The State Department today issued travel warnings for Bahrain and Qatar, and upgraded the warning for Saudi Arabia that was issued on Jan. 30. The warnings authorize the voluntary departure of all non-emergency personnel and family members from the U.S. embassies, and urge private American citizens to rigorously evaluate their own security situations.
‘Packages of Importance’
The heightened alert comes less than one week after the Department of Homeland Security announced that the nation's five-step alert system had been raised to "high," the first time the level had been increased since the anniversary of the Sept. 11, 2001, attacks.
Perhaps more significantly, though, it comes after U.S. intelligence intercepted suspected terrorist communications talking of "the underground" and "packages of importance."
The intercepted communication refers to the hajj and indicates plots with radioactive materials or chemical agents, law enforcement officials said.
"If given the choice, al Qaeda terrorists will choose attacks that achieve multiple objectives, striking prominent landmarks, inflicting mass casualties, causing economic disruption and rallying support through shows of strength," CIA Director George Tenet told the Senate Armed Services Committee.
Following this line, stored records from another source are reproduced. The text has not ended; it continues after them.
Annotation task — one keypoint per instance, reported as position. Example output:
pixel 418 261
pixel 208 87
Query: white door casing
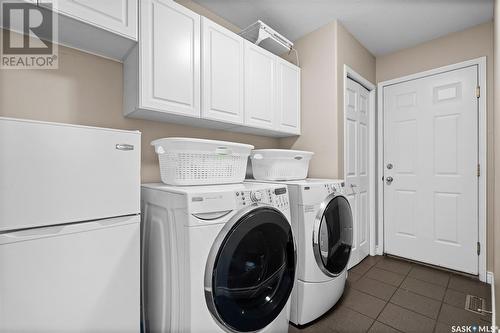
pixel 357 114
pixel 431 141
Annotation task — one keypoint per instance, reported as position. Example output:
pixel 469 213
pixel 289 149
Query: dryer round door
pixel 250 270
pixel 332 235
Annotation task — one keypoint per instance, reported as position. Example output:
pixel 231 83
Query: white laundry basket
pixel 187 161
pixel 280 164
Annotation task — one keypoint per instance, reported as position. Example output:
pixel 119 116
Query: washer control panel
pixel 277 197
pixel 334 188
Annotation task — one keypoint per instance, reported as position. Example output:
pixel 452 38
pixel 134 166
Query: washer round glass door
pixel 332 235
pixel 250 270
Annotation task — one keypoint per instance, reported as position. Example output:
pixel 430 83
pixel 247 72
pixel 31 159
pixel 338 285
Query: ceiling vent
pixel 261 34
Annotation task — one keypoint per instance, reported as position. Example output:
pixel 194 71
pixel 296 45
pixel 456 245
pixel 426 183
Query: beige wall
pixel 323 54
pixel 456 47
pixel 496 230
pixel 87 90
pixel 318 108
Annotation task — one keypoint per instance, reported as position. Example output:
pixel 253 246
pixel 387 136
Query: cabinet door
pixel 222 52
pixel 169 44
pixel 119 16
pixel 288 97
pixel 260 87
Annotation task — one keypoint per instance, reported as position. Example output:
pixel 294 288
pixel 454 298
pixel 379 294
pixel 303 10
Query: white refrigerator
pixel 69 228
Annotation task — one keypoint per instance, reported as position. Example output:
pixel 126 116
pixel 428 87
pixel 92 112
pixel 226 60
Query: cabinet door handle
pixel 124 146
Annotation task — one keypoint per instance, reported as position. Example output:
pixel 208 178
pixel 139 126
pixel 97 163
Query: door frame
pixel 482 141
pixel 350 73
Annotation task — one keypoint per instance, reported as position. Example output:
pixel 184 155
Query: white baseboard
pixel 491 280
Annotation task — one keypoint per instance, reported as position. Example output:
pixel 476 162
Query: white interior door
pixel 357 166
pixel 431 156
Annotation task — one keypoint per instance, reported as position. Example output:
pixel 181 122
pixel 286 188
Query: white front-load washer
pixel 217 258
pixel 323 227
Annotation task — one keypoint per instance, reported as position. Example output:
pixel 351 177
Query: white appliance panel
pixel 81 277
pixel 55 173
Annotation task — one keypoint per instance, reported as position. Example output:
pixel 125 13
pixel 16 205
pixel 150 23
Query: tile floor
pixel 385 294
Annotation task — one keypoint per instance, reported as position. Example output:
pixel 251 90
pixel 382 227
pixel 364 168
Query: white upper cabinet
pixel 103 27
pixel 165 64
pixel 288 97
pixel 118 16
pixel 222 74
pixel 189 70
pixel 260 87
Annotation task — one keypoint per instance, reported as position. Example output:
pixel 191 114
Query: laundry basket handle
pixel 159 150
pixel 223 151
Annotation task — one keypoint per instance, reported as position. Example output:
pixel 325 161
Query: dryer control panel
pixel 277 197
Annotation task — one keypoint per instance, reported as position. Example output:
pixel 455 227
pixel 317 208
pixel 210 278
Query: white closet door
pixel 431 156
pixel 357 167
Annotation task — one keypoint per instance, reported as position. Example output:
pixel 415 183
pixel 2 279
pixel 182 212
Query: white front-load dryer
pixel 217 258
pixel 323 226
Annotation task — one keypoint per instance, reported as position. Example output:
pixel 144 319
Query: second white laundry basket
pixel 280 164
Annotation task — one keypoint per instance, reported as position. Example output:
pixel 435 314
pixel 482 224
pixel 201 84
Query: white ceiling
pixel 382 26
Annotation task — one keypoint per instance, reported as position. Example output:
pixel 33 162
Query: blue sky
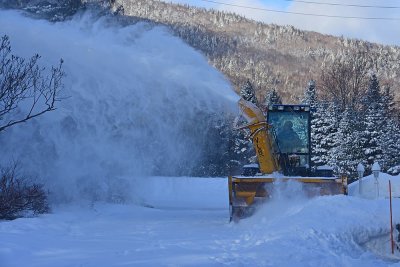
pixel 380 31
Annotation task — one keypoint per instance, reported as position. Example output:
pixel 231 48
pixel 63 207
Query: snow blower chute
pixel 282 145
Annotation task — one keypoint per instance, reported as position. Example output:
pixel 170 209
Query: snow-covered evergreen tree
pixel 324 129
pixel 374 116
pixel 272 97
pixel 247 92
pixel 310 95
pixel 348 151
pixel 390 139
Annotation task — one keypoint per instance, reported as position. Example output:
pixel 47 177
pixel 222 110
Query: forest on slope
pixel 270 56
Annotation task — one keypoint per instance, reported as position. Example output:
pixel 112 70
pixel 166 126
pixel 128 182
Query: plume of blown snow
pixel 132 96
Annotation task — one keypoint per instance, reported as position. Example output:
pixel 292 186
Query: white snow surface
pixel 184 222
pixel 103 139
pixel 132 96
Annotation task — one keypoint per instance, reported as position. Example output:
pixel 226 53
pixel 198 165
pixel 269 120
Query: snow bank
pixel 132 93
pixel 183 193
pixel 369 187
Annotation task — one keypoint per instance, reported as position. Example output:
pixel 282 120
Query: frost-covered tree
pixel 310 95
pixel 324 129
pixel 373 129
pixel 272 97
pixel 348 151
pixel 390 139
pixel 247 92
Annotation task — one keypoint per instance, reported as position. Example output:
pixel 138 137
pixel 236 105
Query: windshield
pixel 291 129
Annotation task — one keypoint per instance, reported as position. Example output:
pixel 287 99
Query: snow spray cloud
pixel 287 198
pixel 133 94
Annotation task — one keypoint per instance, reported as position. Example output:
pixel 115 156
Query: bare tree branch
pixel 22 83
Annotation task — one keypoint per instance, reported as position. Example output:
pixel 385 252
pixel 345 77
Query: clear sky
pixel 374 30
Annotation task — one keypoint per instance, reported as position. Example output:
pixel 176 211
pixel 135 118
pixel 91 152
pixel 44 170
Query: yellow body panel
pixel 261 140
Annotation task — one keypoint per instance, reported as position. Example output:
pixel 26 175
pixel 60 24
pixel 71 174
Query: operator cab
pixel 291 130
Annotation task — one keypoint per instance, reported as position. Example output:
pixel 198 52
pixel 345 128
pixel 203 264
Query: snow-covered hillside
pixel 132 96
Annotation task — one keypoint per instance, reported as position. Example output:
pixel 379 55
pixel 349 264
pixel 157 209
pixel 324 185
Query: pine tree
pixel 348 151
pixel 247 92
pixel 390 139
pixel 324 129
pixel 310 95
pixel 373 123
pixel 272 97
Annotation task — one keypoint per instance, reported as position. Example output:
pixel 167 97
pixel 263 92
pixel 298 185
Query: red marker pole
pixel 391 223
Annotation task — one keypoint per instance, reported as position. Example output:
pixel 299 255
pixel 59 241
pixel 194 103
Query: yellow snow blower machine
pixel 283 148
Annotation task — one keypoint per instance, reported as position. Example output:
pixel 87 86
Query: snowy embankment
pixel 187 225
pixel 105 138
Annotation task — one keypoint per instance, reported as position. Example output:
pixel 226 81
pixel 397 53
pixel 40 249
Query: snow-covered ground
pixel 184 222
pixel 131 91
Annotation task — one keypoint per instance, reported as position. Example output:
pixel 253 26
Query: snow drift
pixel 132 95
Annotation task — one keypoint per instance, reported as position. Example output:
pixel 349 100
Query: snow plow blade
pixel 246 193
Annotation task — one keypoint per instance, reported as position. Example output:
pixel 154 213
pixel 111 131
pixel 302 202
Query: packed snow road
pixel 288 231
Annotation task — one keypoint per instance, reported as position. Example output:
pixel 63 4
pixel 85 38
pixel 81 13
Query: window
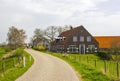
pixel 88 38
pixel 60 48
pixel 74 38
pixel 91 48
pixel 81 38
pixel 72 48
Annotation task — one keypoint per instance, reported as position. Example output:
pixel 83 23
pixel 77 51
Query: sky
pixel 99 17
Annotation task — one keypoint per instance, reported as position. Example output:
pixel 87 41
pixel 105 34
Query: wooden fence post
pixel 95 62
pixel 30 58
pixel 105 66
pixel 3 66
pixel 117 68
pixel 79 59
pixel 87 59
pixel 24 61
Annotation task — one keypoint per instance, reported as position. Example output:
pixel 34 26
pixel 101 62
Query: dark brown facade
pixel 75 40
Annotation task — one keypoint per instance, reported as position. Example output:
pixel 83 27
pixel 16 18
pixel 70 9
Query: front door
pixel 82 48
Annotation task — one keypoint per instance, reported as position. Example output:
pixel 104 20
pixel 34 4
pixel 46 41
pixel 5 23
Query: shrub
pixel 105 56
pixel 18 52
pixel 41 48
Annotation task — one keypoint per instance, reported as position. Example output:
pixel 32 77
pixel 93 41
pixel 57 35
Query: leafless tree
pixel 51 33
pixel 16 37
pixel 115 48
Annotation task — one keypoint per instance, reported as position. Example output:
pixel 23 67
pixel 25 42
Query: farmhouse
pixel 107 42
pixel 75 40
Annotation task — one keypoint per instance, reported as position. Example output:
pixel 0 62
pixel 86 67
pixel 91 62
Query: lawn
pixel 90 66
pixel 13 68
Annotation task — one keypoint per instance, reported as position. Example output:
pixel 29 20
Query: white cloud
pixel 29 14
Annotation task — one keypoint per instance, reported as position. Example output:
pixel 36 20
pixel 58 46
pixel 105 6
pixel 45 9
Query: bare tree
pixel 61 29
pixel 39 38
pixel 51 33
pixel 16 37
pixel 115 48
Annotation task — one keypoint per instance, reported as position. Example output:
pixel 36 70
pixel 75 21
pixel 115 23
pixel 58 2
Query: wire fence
pixel 9 63
pixel 109 68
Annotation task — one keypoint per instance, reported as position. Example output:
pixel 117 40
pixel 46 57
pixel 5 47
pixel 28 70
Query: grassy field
pixel 12 72
pixel 90 67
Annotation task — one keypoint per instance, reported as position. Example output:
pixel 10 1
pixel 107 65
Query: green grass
pixel 12 72
pixel 85 66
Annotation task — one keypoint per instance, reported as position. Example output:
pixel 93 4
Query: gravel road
pixel 48 68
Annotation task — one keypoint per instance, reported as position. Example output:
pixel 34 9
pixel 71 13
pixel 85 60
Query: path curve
pixel 48 68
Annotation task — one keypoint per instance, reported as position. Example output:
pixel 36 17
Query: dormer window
pixel 88 38
pixel 74 38
pixel 81 38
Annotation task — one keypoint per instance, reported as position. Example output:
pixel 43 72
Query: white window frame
pixel 82 38
pixel 88 38
pixel 72 48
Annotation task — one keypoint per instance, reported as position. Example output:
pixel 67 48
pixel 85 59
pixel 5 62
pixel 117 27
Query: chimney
pixel 71 27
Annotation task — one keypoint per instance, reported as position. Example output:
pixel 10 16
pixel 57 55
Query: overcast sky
pixel 99 17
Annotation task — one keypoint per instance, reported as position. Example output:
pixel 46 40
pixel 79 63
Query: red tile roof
pixel 106 41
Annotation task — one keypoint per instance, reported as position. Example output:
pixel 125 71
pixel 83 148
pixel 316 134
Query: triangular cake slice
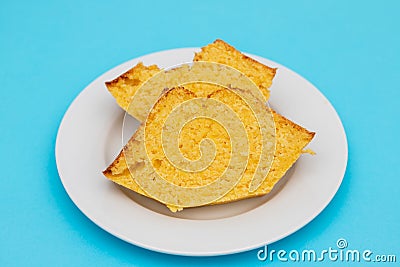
pixel 124 87
pixel 290 141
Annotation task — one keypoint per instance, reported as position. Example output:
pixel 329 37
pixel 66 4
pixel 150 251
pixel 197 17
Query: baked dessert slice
pixel 125 87
pixel 223 53
pixel 290 140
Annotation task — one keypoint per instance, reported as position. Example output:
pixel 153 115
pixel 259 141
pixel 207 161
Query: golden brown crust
pixel 223 53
While the preparations were made to mitigate the effects of any possible attack, authorities hope that the show of force will rob terrorists of the element of surprise, and possibly forestall terrorists from following through on any plans.
New Bin Laden Tape?
Meanwhile, Washington officials were examining yet another audiotape that may be from bin Laden — the second tape from the al Qaeda leader to surface this week.
A British-based Islamic news agency says it has a new bin Laden recording, an alleged 53-minute last will and testament. A voice purported to be that of the terror mastermind predicts he will die "a martyr" this year in an attack against his enemies. Al-Ansaar news agency said today it bought the tape over the weekend after discussions with an anonymous Internet seller.
U.S. counterterrorism officials are reviewing a transcript of the tape, but so far they have not been able to confirm that it's an authentic message from the terror chief.
At the same time, the U.S. government is aggressively pursuing intelligence that Iraqi President Saddam Hussein may have sent operatives to the United States, ABCNEWS has learned.
Sources told ABCNEWS that the possibility of Iraqi infiltrators is one reason why the FBI has launched a massive campaign to interview 50,000 Iraqi-Americans and Iraqis living in the United States. Of particular interest are scores of Iraqis ordered by immigration judges to leave the country, but who may have disappeared.
ABCNEWS' Brian Ross, Pierre Thomas and Steve Osunsami contributed to this report.